Tampoco podrán someterse a arbitraje cuestiones referidas a defectos formales o a las prohibiciones absolutas de registro contenidas en el artículo 5 de la propia Ley, pues en el Derecho español el registro de marca, al igual que el de patente, es constitutivo.

Pueden someterse a arbitraje aquellos aspectos que sean susceptibles de disposición por los particulares, pero no otros en los que el Estado se reserva la potestad,  justificándose por el interés público existente.

La mencionada Ley en su disposición adicional primera establece que son de aplicación, en cuanto a jurisdicción y normas procesales, las reglas del título XIII de la Ley de Patentes, derivándose así la compatibilidad entre el arbitraje y el título XIII mencionado pues la Ley de Marcas contempla el arbitraje.

Establecido que cabe en aquellos derechos que son disponibles por las partes, es claro que son susceptibles de arbitraje la mayoría de los contratos de Propiedad Industrial (licencias, cesiones, etc.) y es aquí, más quizá que en materia registral, donde despliega  todas sus ventajas, pues se ha mostrado eficaz para la resolución de controversias que no comprometen el orden público en el sentido jurídico del término.

En materia de Derecho de Autor no existen obstáculos para resolver mediante arbitraje las cuestiones civiles dimanantes de violaciones de la propiedad intelectual. La Ley de Propiedad Intelectual regula en sus artículos 138 y siguientes los derechos que se pueden ejercitar, que son de libre disposición y por tanto compatibles con el Arbitraje.
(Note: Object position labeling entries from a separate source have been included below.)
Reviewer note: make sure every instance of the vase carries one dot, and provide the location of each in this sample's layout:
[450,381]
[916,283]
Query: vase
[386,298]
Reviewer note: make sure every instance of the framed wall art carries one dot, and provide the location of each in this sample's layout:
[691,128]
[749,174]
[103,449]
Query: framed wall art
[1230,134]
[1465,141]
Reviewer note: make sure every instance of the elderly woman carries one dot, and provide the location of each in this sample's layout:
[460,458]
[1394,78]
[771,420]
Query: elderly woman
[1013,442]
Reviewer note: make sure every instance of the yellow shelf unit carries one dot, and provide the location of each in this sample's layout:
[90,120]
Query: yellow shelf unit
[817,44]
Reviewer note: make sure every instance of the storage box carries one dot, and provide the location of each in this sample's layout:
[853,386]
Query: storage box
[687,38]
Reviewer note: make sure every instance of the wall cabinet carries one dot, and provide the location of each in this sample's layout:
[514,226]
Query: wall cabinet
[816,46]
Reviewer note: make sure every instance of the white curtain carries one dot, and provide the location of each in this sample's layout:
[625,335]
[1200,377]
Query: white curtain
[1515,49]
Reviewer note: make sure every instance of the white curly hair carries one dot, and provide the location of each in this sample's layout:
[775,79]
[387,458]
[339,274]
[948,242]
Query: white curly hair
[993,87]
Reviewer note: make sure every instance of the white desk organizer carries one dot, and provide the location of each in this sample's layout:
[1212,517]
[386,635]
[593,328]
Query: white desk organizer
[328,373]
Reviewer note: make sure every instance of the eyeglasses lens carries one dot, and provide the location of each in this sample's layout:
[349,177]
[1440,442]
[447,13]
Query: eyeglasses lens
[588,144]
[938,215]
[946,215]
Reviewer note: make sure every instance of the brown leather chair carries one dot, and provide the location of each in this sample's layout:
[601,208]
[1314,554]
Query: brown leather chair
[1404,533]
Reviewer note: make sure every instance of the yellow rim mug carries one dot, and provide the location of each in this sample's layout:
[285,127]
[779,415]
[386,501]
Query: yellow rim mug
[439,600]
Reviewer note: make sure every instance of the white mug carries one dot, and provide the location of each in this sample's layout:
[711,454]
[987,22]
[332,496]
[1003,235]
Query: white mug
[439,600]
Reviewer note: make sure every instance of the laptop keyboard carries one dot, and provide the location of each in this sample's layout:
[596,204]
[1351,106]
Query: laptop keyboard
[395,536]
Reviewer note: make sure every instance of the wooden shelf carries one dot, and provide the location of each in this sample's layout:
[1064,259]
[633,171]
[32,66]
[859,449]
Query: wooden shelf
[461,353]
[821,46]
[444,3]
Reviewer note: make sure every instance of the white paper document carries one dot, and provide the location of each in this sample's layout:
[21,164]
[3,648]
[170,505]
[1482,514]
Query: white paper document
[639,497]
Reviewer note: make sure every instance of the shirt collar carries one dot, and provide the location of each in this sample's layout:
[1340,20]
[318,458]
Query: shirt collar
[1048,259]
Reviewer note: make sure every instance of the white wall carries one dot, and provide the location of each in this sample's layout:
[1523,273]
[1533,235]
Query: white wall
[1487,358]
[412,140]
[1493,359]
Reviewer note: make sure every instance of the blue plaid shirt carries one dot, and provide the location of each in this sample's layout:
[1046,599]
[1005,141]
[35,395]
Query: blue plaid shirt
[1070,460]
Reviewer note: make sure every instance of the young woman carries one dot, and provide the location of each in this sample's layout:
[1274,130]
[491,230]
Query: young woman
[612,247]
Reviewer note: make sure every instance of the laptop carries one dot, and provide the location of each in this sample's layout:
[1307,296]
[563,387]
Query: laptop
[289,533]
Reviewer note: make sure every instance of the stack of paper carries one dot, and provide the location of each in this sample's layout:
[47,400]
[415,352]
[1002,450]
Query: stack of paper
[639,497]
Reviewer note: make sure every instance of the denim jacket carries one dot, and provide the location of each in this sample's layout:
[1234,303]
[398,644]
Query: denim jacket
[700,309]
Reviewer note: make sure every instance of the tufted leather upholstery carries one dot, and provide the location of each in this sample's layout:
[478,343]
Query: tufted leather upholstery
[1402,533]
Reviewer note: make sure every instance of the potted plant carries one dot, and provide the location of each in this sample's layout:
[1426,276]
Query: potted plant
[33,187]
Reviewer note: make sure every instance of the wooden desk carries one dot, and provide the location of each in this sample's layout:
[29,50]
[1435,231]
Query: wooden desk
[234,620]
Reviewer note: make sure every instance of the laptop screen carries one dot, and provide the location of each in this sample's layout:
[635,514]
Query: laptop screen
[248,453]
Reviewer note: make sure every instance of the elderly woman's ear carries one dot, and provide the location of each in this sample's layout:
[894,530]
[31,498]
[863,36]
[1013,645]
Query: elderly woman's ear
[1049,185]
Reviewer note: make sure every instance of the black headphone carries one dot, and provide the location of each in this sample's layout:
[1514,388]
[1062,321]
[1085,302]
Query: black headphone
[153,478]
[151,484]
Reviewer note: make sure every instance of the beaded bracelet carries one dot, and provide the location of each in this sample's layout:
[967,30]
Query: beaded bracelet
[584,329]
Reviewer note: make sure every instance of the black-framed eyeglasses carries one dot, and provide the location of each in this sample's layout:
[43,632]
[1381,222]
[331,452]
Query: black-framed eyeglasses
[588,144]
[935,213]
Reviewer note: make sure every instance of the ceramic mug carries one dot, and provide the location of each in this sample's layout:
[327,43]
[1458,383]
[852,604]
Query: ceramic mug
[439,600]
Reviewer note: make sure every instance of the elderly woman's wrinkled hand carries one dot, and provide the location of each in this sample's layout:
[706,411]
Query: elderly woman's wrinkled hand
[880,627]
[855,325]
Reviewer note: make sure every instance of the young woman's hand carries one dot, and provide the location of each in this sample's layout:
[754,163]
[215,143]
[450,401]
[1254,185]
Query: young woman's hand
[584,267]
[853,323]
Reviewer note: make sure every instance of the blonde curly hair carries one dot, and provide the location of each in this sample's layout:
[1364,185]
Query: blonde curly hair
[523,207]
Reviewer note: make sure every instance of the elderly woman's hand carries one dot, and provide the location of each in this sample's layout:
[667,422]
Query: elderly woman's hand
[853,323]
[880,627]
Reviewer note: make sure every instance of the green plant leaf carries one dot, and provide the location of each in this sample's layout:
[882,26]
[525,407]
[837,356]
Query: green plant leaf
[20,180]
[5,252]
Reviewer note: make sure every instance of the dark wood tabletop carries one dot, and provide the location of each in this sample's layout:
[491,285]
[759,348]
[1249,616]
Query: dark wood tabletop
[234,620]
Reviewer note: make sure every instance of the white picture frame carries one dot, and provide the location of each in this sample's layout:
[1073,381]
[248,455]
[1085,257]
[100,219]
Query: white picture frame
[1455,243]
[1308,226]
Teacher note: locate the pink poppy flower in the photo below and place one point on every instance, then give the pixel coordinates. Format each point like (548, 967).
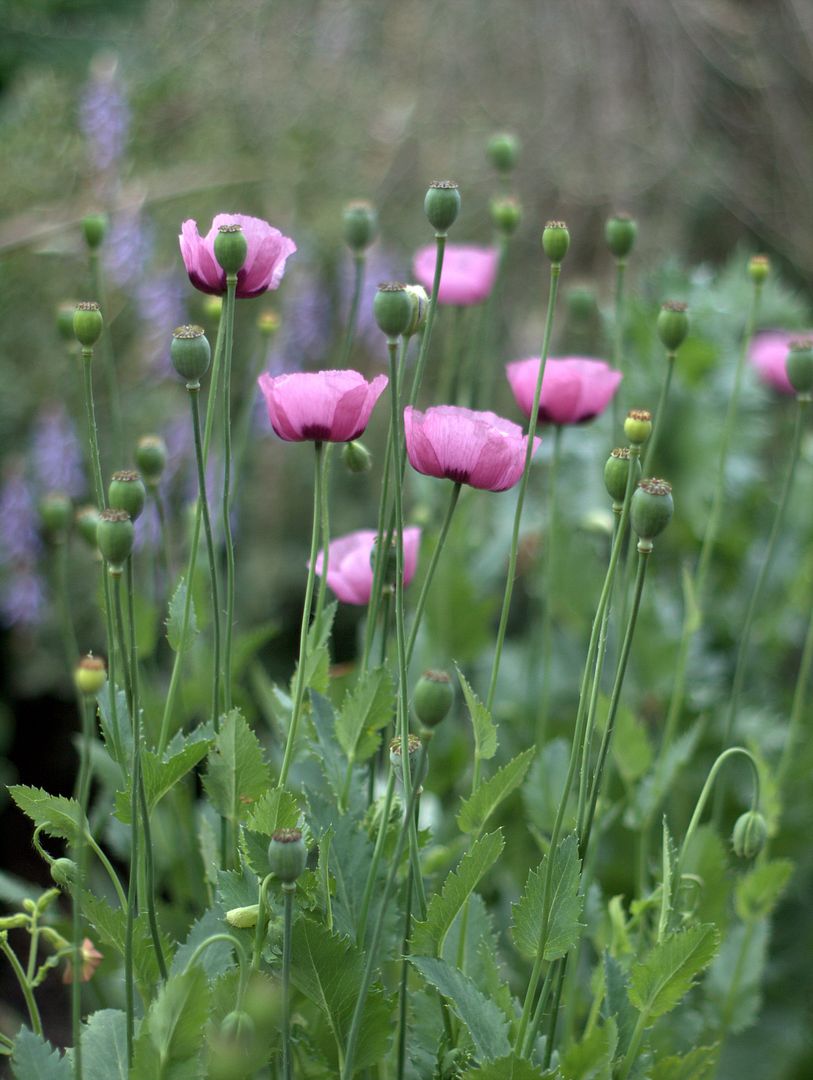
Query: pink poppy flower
(350, 563)
(468, 274)
(769, 352)
(265, 264)
(458, 444)
(324, 406)
(574, 389)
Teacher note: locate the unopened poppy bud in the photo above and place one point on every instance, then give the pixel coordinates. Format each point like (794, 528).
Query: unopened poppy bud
(356, 457)
(759, 267)
(56, 513)
(64, 873)
(651, 509)
(620, 233)
(87, 323)
(190, 353)
(231, 247)
(555, 241)
(503, 151)
(442, 205)
(638, 426)
(434, 696)
(749, 834)
(617, 472)
(673, 325)
(151, 458)
(90, 675)
(94, 230)
(287, 854)
(393, 309)
(360, 220)
(799, 366)
(506, 214)
(114, 536)
(126, 491)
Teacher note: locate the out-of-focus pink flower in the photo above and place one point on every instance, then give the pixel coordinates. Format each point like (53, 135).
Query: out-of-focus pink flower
(769, 352)
(574, 389)
(91, 959)
(324, 406)
(265, 264)
(468, 274)
(480, 449)
(350, 563)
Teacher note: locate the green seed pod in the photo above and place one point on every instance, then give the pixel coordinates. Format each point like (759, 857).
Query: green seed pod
(356, 457)
(503, 151)
(555, 241)
(114, 537)
(651, 508)
(94, 230)
(799, 366)
(749, 834)
(506, 214)
(393, 309)
(617, 472)
(434, 696)
(360, 220)
(673, 325)
(442, 205)
(90, 675)
(638, 426)
(620, 233)
(151, 458)
(87, 323)
(126, 491)
(231, 247)
(190, 353)
(759, 267)
(56, 514)
(287, 854)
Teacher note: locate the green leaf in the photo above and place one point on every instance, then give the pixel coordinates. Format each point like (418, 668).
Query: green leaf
(759, 890)
(54, 813)
(485, 731)
(564, 904)
(171, 1036)
(667, 972)
(236, 771)
(429, 936)
(482, 804)
(484, 1020)
(175, 619)
(35, 1058)
(365, 711)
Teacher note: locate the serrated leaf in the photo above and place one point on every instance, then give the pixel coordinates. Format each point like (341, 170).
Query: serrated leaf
(365, 711)
(759, 890)
(667, 972)
(485, 730)
(175, 619)
(236, 772)
(55, 814)
(429, 936)
(486, 1024)
(564, 905)
(482, 804)
(35, 1058)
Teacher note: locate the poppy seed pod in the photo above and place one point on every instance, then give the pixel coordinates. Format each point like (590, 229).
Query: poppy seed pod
(231, 247)
(126, 491)
(287, 854)
(190, 352)
(651, 508)
(442, 205)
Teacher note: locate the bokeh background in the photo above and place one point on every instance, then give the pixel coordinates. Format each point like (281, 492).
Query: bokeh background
(692, 115)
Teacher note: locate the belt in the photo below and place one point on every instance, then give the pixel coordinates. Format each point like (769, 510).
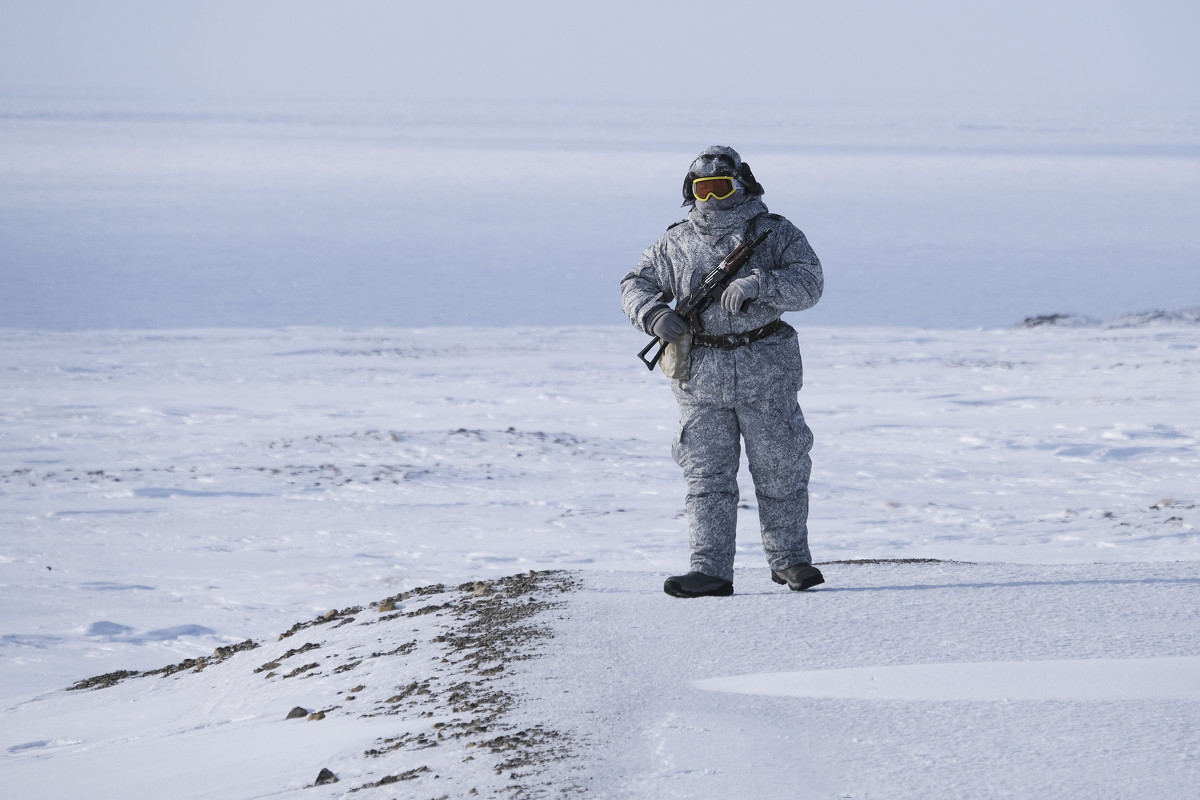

Además, en relación con las Entidades de Gestión de Derechos de Autor, la Ley mencionada establece en su artículo 158.3 que corresponden a la Sección Primera de la Comisión de Propiedad Intelectual las funciones de mediación y arbitraje “dando solución, previo sometimiento de las partes, a los conflictos que se susciten entre entidades de gestión, entre los titulares de derechos y las entidades de gestión, o entre éstas y las asociaciones de usuarios de su repertorio”. El sometimiento de las partes a la Comisión es voluntario y deberá constar por escrito. Se permite también la fijación de cantidades sustitutorias a las tarifas generales de las entidades, siendo la decisión de la Comisión vinculante y con carácter ejecutivo. Todo ello se regula en el Real Decreto 1889/2011 de 30 de Diciembre.

En España tenemos poco arraigada la cultura del pacto y sin embargo la fase más creativa del trabajo del Abogado es la elaboración del contrato Por ello el momento de pactarlo es ideal para fijar un compromiso arbitral porque los interesados están imbuidos por una voluntad de acuerdo.

En el ámbito internacional el arbitraje es más usado merced al temor a verse sometido a jurisdicciones desconocidas. A ello se suma que la Convención de Nueva York de 1958 permite la ejecución de laudos extranjeros por tribunales nacionales.

Las autoridades están fomentando mecanismos alternativos a la solución de disputas a fin de aligerar el volumen de trabajo de los tribunales ordinarios y de este espíritu dimana legislación española, que sigue el criterio inspirador de la llamada Ley Modelo elaborada porla Comisiónde las Naciones Unidas para el Derecho Mercantil Internacional (CNUDMI-UNCITRAL).